S’ensuivent des transferts réguliers. En novembre 1976, il se trouve en camp de travail où il parviendra à dire sa messe quotidiennement. Le retour à la foi ou les conversions se multiplient à son contact, le soin des âmes ne le quitte pas. Il devient le refuge et la référence du lieu, y compris de ses gardiens. Son amour de l’Eucharistie prend toute sa mesure, car la joie ne le quitte plus depuis qu’il peut à nouveau célébrer. En 1977 à Hanoï, en 1978 dans le village abandonné de Giang Xa, puis en 1982 dans la résidence du Parti où il est retenu, le même constat se fait partout : il s’attire la sympathie de tous avec une gentillesse sans nul égal pour conduire chacun au Père. « La charité est sans limite. Limitée, elle n’existe plus. »
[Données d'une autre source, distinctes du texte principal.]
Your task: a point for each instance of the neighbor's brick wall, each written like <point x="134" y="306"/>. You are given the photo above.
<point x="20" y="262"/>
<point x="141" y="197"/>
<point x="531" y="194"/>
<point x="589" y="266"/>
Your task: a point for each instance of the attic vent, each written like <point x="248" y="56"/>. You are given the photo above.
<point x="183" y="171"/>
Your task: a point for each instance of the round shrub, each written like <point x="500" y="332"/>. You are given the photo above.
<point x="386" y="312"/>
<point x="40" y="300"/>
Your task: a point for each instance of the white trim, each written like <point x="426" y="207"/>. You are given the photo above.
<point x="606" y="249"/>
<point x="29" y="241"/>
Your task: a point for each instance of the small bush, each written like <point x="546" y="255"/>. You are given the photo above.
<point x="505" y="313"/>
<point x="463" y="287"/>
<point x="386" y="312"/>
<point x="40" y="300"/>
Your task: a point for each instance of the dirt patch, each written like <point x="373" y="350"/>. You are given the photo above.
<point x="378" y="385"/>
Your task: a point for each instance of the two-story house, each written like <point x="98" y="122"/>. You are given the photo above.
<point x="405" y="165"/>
Libéré en 1988, après treize ans de prison dont neuf en isolement total, son calvaire ne s’achève pas encore : le berger doit laisser son troupeau à nouveau, il est en effet banni de sa terre natale. En 1994, il devient vice-président du Conseil pontifical Justice et Paix dont il prendra la tête quatre ans plus tard. Ses écrits déplorent la course effrénée vers une mondialisation qui s’étend à tous les domaines. Il parle ainsi de dépersonnalisation des individus, communautés et nations. Il aborde également des sujets comme le racisme, la discrimination des femmes, le travail des enfants ou la liberté de culte avec un regard futuriste et tellement valable actuellement. Il n’a pas peur d’aller sur le terrain politique en parlant des risques du libéralisme ou des problèmes de la dette des pays en voie de développement par exemple. Proche de Jean-Paul II qui l’appréciait beaucoup, ce dernier lui demande de prêcher les exercices spirituels du carême devant la Curie romaine, lui demandant explicitement un témoignage personnel. Frayeur pour François qui ne s’en croit pas capable. Après que le pape l’ait rassuré, celui qui devint cardinal un an et demi plus tard prêche sur l’Espérance et laisse un témoignage époustouflant de simplicité et de force.
Pourquoi s’attacher à la personne de Mgr Van Thuan aujourd’hui ? Car, celui qui espère est un collaborateur de Dieu comme il aimait à le dire. Anne Bernet rapporte cette espérance qu’il nous laisse en héritage. La précision historique avec laquelle elle reprend sa vie fait entrer au cœur de l’existence de François. Il devient sous sa plume un compagnon de route capable de tout comprendre de nos difficultés. Sans lyrisme ni développement spirituel, elle met admirablement en lumière le combat permanent de ce chevalier de la foi.
Laurence Geffroy
Anne Bernet, Monseigneur Thuan. Un évêque face au communisme, Tallandier, 2018, 534 pages, 23,90 €.
Les écrits spirituels de Mgr Thuan ont été édités par les Éditions du Jubilé et Nouvelle Cité. Nous avons particulièrement utilisé ici Le chemin de l’Espérance dans l’édition Le Sarment/ Fayard de 1994.